Teechers (9 to 12 February 2026):

John Godber's classic play introduces us to three fifth form students who, through their end-of-term play, tell the hilarious story of an idealistic new teacher in his perilous first days inside a local comprehensive school. Former drama teacher John says: “At the heart of Teechers is the very real assertion that the arts, and especially drama, should form an essential part of the school curriculum. It also attempts to demonstrate the effect that exposure to the arts has on young people. Gail, Salty and Hobby have invented the play Teechers, which the audience is watching; during their drama lessons they have become skilled and analytical story tellers and observers, able to comment on society as they live through it.” 

Sherlock Holmes: The Hunt for Moriarty (26 to 28 February 2026):

London, 1901. As the British Empire wages war in the name of a Queen whose health is failing, a series of mysterious events reveals a crack in the high corridors of power: a crack that threatens to destabilise monarchy, government and Empire. At its centre, controlling the flow of information and influence, a shadowy figure plans a final deadly move. Drawn into the game and unsure who to trust, Sherlock Holmes and Dr Watson find themselves confronting figures from their past in a desperate race against time, aware that the most powerful person in the world could be in the pocket of one of the most corrupt. Sherlock Holmes: The Hunt for Moriarty is from Blackeyed Theatre, and is written and directed by Nick Lane, whose previous collaborations with Blackeyed include two other Sherlock Holmes stories – The Sign of Four and The Valley of Fear – as well as adaptations of Dracula, The Strange Case of Dr Jekyll & Mr Hyde, and Frankenstein.

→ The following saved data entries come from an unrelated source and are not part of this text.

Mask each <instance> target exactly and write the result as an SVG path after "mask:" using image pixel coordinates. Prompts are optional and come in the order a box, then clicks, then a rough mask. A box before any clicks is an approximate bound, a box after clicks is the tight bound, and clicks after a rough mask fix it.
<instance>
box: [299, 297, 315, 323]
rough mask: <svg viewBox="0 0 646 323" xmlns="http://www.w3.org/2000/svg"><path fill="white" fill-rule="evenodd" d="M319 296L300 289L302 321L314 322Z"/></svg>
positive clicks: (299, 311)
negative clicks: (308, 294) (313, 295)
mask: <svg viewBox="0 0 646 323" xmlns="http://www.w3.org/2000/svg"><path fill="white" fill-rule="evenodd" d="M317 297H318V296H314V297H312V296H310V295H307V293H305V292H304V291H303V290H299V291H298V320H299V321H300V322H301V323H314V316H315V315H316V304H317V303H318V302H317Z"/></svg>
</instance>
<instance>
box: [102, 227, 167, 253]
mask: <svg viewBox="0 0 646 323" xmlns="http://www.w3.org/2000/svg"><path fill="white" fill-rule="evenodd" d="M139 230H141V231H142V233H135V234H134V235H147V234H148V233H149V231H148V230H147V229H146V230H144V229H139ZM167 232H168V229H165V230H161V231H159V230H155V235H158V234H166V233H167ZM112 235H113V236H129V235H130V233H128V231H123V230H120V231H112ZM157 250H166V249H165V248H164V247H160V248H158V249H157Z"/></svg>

My Brother's a Genius (5 & 6 March 2026): 

This Sheffield Theatres, Theatre Centre and National Youth Theatre of Great Britain production sees poetry, grime and dance unite in an explosive new play from Debris Stevenson about learning to fall, fail and find our own ways to fly. Daisy and Luke are twins navigating life in a high-rise estate, where ambition and self-doubt collide. Both twins have labels thrust upon them: Daisy the ‘idiot' and Luke the ‘genius'. But will their bond and shared dream of flying launch them up together or crash them apart?

Rob Rouse: Funny Bones (21 March 2026):

 Since winning the prestigious Channel 4 So You Think You're Funny Award at the Edinburgh Festival in 1998, Rob Rouse has toured the world: fortunately, over a quarter of a century in ‘the biz' hasn't made him in the slightest bit sensible. Funny Bones is his brand-new stand-up show: a relentlessly funny and daft evening of comedy, from a one-man whirlwind who pulls the audience into his craftily spun tall tales with bucketfuls of manic energy, first-class stagecraft, eerily convincing characters, and a barrage of brilliant one-liners.